Selanjutnya dalam buku Batikwerk: Tentoonstelling door het Java-Instituut, Inleiding en Catalogus (1923) formasi J. Kats diikutkan bermacam pola untuk batik yang berada di Afdeeling Surakarta, Yogyakarta, Ciamis, Tasikmalaya, Cirebon, serta Garut, khususnya yang diketemukan untuk kain, dodot, sawitan, iket, kemben, serta sarung. Diantaranya untuk Afdeeling Surakarta, diketemukan arti pola yang memakai kata kawung yakni kain kawung buket serta kain kawung esuk sore, sesaat untuk daftar di Afdeeling Yogyakarta ada kawung putri, serta kawung manuk. Sesaat yang di Tatar Sunda, tidak diketemukan pola batik yang memakai arti kawung.



Untuk batik dari Tatar Sunda akan saya daftarkan secara lengkap. Dari Afdeeling Ciamis ada pola lereng, gambir saketi, sawat, latar hitam, puger, bangreng, lereng daun peuteuy, batik segi, adumanis, lereng soyog, lereng seling, lereng seno, lompong keli, sawat birawan, lereng centung, sembagen kembang, sembagen, serta wayang. Dari Tasikmalaya, ada limar, lereng, latar hitam, lungmawar, lereng buntun, kembang kekasih, gambir sawit, semanggen, caringin, kopi pecah, jepun, satria ileu, satria bener, serta kembang cina. Selanjutnya dari Cirebon cuman ada satu, yakni pola limar cepuk. Seterusnya, dari Garut ada arti pola lereng, latar soga, sawat manuk, sawat daun, lereng gambir sawit, batik kembang, lepaan koneng, lereng kotak-kotak, lereng daun peuteuy, kembang anggur, batik laburan, serta lereng tumpal.


 

Yang membuat saya bingung, kalimat yang ada bagus di dalam khazanah batik Sunda serta Jawa ialah pola sawat serta parang. Disamping itu, yang lebih bernilai kembali, sebab terkait dengan kopi, pola kopi pecah seperti yang berada di dalam perincian pola batik yang diikutkan oleh J. Kats cuman diketemukan di Tasikmalaya. Jadi, ini berlainan yang dipastikan oleh Didit Pradito serta teman-teman (2010) yang mengikutkannya selaku bagaian dari pola batik yang diketahui di Ciamis.


 

Oleh karenanya hal, arti untuk pola batik sunda yang berdasar kopi di Priangan biasanya diketahui selaku kopi pecah, atau dalam khazanah perbatikan Jawa disebutkan kawung kopi atau kawung sari. Kehadiran pola kopi pecah atau kawung kopi untuk batik di Tanah Jawa bisa saja memperoleh dampak dari Tatar Sunda, dengan fakta budidaya kopi sebelumnya diketahui di Priangan, demikian juga dengan pemakaian arti kawung.

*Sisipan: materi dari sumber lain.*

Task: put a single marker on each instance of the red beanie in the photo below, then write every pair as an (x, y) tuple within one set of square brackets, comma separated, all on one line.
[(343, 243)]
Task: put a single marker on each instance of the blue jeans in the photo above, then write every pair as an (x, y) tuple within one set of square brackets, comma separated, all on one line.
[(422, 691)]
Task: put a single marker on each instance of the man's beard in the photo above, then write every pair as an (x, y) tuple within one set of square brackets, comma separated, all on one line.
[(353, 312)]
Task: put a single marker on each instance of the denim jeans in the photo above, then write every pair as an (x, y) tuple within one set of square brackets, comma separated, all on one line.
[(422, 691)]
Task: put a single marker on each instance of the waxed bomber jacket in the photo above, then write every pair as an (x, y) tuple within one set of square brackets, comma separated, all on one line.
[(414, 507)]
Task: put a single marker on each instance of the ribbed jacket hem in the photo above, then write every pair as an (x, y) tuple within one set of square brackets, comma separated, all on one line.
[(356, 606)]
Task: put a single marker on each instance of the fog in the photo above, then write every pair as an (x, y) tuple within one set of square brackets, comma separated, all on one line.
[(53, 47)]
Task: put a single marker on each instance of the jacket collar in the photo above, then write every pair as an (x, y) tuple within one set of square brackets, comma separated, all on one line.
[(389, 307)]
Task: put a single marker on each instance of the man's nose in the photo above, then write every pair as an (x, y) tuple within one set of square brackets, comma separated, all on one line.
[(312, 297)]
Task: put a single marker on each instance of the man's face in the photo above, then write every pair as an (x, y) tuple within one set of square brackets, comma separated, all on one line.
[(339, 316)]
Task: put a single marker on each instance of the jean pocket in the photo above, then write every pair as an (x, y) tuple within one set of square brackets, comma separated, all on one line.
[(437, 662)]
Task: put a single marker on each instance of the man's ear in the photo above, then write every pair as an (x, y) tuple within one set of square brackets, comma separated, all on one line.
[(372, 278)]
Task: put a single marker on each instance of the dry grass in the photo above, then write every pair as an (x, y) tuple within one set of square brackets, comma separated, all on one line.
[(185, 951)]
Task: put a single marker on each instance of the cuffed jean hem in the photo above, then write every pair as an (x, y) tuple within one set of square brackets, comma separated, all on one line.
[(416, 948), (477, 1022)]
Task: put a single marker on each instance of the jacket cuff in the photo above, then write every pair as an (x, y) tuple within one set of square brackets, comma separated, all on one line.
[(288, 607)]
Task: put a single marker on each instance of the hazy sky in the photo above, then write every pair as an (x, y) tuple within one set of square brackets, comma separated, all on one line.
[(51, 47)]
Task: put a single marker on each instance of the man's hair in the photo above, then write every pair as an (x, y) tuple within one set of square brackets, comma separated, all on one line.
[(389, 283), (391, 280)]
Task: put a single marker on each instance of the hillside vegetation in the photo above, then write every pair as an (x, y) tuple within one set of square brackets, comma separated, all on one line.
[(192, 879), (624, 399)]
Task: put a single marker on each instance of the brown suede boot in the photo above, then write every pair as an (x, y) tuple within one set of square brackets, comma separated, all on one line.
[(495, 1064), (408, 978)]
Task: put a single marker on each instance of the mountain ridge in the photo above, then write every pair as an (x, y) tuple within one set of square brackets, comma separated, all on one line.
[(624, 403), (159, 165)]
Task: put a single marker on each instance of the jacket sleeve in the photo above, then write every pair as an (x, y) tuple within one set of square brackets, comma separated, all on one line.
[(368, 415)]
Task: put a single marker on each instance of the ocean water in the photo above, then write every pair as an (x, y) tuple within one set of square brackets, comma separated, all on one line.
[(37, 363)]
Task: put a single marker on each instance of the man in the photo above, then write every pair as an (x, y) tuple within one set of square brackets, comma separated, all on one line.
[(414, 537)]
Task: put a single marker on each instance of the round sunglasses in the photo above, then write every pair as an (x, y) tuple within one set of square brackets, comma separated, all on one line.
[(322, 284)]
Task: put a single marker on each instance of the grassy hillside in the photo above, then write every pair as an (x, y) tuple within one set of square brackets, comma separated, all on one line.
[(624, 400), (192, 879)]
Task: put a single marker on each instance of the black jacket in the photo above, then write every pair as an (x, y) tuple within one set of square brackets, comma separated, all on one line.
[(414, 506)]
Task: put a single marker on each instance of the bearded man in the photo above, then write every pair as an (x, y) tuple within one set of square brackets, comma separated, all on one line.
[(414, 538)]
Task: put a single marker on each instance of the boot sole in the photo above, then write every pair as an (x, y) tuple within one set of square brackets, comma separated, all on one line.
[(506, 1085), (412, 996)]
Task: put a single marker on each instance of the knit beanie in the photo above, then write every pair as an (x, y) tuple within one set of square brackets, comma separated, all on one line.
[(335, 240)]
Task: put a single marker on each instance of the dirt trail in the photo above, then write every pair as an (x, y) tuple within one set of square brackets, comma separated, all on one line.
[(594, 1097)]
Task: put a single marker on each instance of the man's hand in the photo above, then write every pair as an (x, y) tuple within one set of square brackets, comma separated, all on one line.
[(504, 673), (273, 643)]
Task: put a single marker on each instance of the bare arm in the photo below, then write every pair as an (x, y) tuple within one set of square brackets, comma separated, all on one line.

Tetapi, dalam sejarahnya, rupanya pola kopi pecah di Priangan sunda berlainan aslinya. Jika memeriksa info J. Kats (1923), pola itu diketahui dalam khazanah perbatikan Tasikmalaya, tapi beberapa puluh tahun selanjutnya, pola itu juga dikenal di Ciamis, seperti yang saya dapatkan dalam buku formasi Didit Pradito serta teman-teman (2010). Bahkan juga ada pola kopi pecah dari Garut, seperti yang saya peroleh gambarnya dari situs Bukalapak. Pasti ini menunjukkan ada sama-sama dampak atau bahkan juga perubahan yang bertepatan atau bersama-sama, namun tidak terdaftar oleh beberapa penulis. Serta kecuali pola kopi pecah, skema kembang kopi dikenal juga dalam ranah batik Tasikmalaya, seperti dicatat Serrurier (1901) serta Fiona Kerlogue serta ‎Rudolf G. Smend (2004).